Com um plano estratégico, as unidades de Indaiatuba e Sorocaba, ambas no interior de São Paulo, voltaram a operar. O ritmo é gradual e conta, nesta fase inicial, com o uso de motores e peças importados de outras unidades da empresa no exterior, garantindo que a engrenagem volte a girar.
Relembrando o Impacto do Vendaval
A parada forçada teve início em 23 de setembro, logo após as fortes chuvas e ventos que causaram estragos significativos à planta de Porto Feliz. Esta fábrica é crucial para a produção de motores dos aclamados modelos Corolla e Corolla Cross. A tempestade não poupou a região, provocando destelhamentos, quedas de árvores, alagamentos e desabamentos em diversas cidades.
A Defesa Civil reportou 33 ocorrências, com 24 pessoas feridas e dezenas de desabrigados e desalojados. Em Porto Feliz, o dano à fábrica da Toyota resultou em dez pessoas feridas e oito desabrigadas, mostrando a gravidade do incidente.
Estratégia de Retomada e Próximos Passos
Para viabilizar o retorno das atividades, a Toyota implementou um plano emergencial. A importação de motores e componentes é a peça-chave, permitindo que as fábricas retomem suas operações sem depender da unidade afetada de Porto Feliz.

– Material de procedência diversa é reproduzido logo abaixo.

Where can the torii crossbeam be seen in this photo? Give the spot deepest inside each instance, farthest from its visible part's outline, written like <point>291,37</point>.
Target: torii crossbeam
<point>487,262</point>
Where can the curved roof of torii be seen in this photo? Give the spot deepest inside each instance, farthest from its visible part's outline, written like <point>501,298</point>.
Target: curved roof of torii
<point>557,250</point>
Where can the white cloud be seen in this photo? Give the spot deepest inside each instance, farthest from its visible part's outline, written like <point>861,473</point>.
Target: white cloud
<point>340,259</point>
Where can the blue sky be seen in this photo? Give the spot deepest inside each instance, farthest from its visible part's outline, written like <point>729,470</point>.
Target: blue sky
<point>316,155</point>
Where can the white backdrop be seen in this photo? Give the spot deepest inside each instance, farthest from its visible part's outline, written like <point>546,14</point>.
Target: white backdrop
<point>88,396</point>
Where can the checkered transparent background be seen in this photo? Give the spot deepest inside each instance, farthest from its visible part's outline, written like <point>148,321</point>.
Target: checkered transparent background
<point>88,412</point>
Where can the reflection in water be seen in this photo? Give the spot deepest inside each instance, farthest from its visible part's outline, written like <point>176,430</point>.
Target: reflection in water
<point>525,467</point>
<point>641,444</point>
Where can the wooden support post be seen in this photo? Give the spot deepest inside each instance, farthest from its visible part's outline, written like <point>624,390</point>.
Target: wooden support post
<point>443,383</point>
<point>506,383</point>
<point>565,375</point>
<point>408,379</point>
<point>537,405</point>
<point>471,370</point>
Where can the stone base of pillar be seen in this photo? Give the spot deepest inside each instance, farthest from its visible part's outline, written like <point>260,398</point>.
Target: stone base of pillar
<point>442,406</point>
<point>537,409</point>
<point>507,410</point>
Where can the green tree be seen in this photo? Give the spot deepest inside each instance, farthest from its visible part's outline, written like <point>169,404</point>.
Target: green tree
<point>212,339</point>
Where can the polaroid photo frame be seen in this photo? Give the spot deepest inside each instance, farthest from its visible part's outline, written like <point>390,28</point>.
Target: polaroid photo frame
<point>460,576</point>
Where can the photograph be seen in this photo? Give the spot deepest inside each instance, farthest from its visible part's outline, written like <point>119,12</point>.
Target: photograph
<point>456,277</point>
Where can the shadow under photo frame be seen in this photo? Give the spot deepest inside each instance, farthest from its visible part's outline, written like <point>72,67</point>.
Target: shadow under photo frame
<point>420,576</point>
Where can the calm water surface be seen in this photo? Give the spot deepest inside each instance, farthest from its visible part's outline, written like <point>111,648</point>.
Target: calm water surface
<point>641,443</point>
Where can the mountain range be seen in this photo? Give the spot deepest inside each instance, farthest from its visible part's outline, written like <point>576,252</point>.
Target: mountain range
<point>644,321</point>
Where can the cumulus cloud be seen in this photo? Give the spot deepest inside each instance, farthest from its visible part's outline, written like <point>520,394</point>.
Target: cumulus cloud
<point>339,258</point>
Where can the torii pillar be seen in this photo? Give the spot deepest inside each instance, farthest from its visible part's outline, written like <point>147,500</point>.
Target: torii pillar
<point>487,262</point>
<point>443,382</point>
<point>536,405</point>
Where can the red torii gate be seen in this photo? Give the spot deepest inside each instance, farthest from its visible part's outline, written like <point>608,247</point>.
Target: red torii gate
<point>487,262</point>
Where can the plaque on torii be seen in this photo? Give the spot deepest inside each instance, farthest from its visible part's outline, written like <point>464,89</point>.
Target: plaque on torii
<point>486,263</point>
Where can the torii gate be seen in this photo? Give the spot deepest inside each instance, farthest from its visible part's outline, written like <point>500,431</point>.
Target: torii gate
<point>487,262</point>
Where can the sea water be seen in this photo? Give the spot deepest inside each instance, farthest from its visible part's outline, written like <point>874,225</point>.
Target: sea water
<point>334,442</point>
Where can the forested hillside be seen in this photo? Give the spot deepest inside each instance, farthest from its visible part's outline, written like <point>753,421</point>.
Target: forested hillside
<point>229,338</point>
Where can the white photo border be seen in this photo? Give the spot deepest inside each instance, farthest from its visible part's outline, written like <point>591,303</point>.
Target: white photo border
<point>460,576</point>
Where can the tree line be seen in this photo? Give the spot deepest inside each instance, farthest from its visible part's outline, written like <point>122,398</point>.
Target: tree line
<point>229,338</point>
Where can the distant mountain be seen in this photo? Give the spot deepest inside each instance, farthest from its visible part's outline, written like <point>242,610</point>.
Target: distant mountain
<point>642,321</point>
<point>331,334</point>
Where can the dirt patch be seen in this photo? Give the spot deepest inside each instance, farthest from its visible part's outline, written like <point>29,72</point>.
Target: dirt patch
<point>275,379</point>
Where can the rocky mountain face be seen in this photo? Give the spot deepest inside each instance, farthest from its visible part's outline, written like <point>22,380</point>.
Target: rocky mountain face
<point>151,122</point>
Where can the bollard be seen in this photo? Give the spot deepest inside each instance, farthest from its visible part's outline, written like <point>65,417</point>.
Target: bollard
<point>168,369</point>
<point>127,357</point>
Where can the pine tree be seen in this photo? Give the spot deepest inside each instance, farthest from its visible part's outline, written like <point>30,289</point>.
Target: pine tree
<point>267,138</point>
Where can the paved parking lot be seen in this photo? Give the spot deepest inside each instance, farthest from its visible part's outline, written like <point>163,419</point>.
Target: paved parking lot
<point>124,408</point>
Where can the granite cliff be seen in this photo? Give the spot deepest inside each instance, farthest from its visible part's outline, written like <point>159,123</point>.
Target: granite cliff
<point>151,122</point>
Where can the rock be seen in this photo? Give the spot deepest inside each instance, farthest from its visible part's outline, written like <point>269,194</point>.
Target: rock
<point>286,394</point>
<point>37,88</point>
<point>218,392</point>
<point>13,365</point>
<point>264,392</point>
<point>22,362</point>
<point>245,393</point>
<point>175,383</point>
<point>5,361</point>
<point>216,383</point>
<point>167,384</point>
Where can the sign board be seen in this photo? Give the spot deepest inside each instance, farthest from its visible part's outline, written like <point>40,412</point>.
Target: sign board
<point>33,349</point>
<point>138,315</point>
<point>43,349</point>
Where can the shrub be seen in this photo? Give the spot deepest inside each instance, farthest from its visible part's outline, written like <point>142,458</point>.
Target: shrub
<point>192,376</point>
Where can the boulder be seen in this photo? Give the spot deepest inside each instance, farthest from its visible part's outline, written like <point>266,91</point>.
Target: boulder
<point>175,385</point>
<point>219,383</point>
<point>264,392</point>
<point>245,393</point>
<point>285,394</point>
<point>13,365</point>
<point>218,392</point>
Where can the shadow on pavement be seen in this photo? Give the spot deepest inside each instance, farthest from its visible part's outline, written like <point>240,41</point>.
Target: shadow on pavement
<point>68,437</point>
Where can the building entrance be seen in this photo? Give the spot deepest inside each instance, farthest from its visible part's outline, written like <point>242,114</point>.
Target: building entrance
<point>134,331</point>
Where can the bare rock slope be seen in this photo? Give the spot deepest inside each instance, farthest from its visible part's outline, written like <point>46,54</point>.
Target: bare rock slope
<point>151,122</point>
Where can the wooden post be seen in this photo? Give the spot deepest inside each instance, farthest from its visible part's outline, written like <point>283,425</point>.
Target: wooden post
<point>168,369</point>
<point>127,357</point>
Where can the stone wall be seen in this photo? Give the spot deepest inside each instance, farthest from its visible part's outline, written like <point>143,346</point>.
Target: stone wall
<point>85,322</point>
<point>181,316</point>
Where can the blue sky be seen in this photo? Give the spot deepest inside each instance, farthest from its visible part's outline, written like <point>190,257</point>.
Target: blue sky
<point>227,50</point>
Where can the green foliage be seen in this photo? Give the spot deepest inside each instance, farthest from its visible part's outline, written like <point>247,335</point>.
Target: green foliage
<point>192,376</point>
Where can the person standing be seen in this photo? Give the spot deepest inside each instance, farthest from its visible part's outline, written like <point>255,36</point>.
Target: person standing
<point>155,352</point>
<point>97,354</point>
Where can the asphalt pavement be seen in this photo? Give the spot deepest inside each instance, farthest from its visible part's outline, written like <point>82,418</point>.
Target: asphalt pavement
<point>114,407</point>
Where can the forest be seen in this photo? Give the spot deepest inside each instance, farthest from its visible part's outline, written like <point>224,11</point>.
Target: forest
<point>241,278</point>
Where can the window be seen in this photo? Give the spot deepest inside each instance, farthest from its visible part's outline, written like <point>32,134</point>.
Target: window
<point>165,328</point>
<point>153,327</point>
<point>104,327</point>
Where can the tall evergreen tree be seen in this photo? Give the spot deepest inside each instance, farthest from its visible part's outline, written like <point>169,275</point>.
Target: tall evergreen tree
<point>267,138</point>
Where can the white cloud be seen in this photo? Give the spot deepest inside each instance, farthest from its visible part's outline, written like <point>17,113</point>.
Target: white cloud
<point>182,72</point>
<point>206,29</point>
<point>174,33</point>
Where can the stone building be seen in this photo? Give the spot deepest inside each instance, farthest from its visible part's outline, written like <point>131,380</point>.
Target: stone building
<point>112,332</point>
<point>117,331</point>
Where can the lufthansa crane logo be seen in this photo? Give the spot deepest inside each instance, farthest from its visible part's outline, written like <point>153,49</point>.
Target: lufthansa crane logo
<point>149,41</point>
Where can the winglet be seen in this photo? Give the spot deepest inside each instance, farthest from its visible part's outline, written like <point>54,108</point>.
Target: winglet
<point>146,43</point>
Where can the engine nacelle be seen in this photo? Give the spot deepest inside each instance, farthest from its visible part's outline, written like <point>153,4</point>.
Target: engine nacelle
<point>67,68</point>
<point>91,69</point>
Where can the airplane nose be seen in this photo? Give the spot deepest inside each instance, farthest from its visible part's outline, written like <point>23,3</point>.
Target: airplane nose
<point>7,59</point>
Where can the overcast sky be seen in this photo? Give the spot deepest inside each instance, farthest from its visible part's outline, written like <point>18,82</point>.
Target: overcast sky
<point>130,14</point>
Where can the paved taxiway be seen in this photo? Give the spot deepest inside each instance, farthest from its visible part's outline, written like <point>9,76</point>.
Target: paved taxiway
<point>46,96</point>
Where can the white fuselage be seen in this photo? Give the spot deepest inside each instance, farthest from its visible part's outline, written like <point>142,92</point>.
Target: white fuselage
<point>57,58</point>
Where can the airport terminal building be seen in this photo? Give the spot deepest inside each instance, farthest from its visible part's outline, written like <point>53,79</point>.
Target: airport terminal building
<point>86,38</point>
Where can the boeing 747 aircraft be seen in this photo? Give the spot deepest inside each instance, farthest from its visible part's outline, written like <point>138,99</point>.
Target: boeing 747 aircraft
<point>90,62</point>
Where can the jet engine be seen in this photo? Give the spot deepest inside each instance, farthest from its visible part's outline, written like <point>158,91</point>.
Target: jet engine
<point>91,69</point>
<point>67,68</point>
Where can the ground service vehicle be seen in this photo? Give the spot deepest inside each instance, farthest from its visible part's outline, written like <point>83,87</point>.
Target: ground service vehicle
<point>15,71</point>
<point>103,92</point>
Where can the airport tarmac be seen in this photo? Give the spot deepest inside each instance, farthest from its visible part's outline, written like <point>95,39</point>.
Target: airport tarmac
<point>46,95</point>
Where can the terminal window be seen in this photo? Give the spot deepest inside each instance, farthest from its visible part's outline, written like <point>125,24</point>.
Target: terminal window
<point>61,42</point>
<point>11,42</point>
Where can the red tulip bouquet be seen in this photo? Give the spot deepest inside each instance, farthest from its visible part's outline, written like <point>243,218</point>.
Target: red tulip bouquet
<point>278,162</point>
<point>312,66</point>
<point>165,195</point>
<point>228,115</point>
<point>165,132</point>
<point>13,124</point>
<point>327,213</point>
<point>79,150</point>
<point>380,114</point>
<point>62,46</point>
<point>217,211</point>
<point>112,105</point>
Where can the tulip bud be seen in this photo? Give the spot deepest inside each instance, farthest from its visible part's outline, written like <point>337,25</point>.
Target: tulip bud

Nesta primeira fase, que abrange novembro e dezembro, o foco principal está na fabricação das versões híbridas do Corolla (em Indaiatuba) e do Corolla Cross (em Sorocaba).
A escolha por iniciar com os modelos eletrificados é estratégica, já que os motores 1.8 híbridos desses veículos já eram produzidos fora do Brasil e representam um maior valor de mercado para a montadora.
A produção inicial atenderá tanto o mercado interno quanto as exportações para a América Latina.
Para compensar o volume perdido durante a paralisação, a Toyota planeja intensificar o ritmo nos próximos meses. A fábrica de Sorocaba, por exemplo, passará a operar em três turnos para acelerar a produção, enquanto Indaiatuba manterá seus dois turnos habituais.
A segunda etapa da retomada está agendada para janeiro de 2026. Nela, serão incluídos os modelos com motores convencionais – as versões flex do Corolla e Corolla Cross, além do Yaris Hatch, voltado exclusivamente para exportação. A expectativa é que o ritmo regular de produção seja alcançado até fevereiro de 2026.
Porto Feliz: Futuro Incerto e Apoio aos Colaboradores
Enquanto as outras linhas de montagem voltam a todo vapor, a planta de Porto Feliz permanece fechada, sem um prazo definido para reabertura. A Toyota classificou os danos como de “grande extensão” e suas equipes estão dedicadas à avaliação dos equipamentos e à possibilidade de transferência temporária de maquinário.
Cerca de 800 colaboradores da fábrica de motores continuam em layoff (suspensão temporária do contrato de trabalho) por tempo indeterminado. Já os 5,8 mil funcionários de Sorocaba e os 1,5 mil de Indaiatuba retornaram ao trabalho em 21 de outubro, após um período de férias coletivas emergenciais, mostrando o comprometimento da empresa em cuidar de seus times durante este período desafiador.